IT Support in New Jersey & New York: (347) 351-3031 or (201) 645-1255
Patch Management: Frequently Asked Questions

General Questions About Patch Management

What is patch management?

Patch management is the process by which we determine when to install operating system and third-party updates on our customers’ workstations and servers. 

While updates are critically important for maintaining computer stability and security, any change to a computer’s software can potentially cause driver issues, crashes, and software incompatibility. Patch management entails balancing the need for security and performance improvements against the risk that updates bring.

Why is patching important?
Patching ensures that bugs and vulnerabilities found in the operating system and in other software are repaired (“patched”) promptly after they are discovered by the software vendor. So it means that computers will be more stable (less likely to crash or manifest problems) and less vulnerable to malware.

More stable computers result in a more productive workforce. Less vulnerable computers results in a lower probability of  your data or your customers’ data being hacked, encrypted by ransomware, or stolen.

Do you have to log into my computer to install patches?
Generally speaking, no! We perform patch management from our dashboard, using the RMM agent we have installed on our customers’ computers to “push” the updates that we approve to their devices.  Occasionally, if we see an issue with an update, we may need to remote into your computer directly to resolve the issue, but this is rare.
How do I know if patches are being successfully installed and which patches?
We send out monthly reports to every managed services customer with information about how many patches were allowed, blocked, or failed.

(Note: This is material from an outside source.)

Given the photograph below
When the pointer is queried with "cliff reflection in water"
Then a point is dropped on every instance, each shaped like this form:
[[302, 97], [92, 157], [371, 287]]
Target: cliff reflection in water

We don’t include details on which specific patches are installed because this info tends to be technical and can be confusing to the end user.

Generally, you don’t need to worry about the details of patching. That’s our job! If there is a problem with patching on one of your devices, we are immediately made aware of it and will take appropriate action.

Why does Windows show certain patches as not having been installed?
Our RMM (remote monitoring and management) agent “side-loads” updates which can bypass the Windows Update database. It’s likely that the tool you ran to view installed updates was checking the Windows Update database which wasn’t accurately showing installed updates.

It’s also possible those updates were blocked or delayed by our engineers because of performance or technical issues.

Why does my computer have to reboot after patching?
Often, a Windows update requires a restart (or “reboot”) of the computer in order to complete the installation of the patch or patches. Delaying the restart can lead to instability in the system until the restart is completed.
I turn my computer off regularly. Isn't this as good as a restart?
Surprisingly, the answer is no. Some patches installations do not complete when the computer is shut down completely and turned back on. Either the computer must automatically reboot (based on our patch policies) or a user must choose the “Restart” option in order for patching to complete.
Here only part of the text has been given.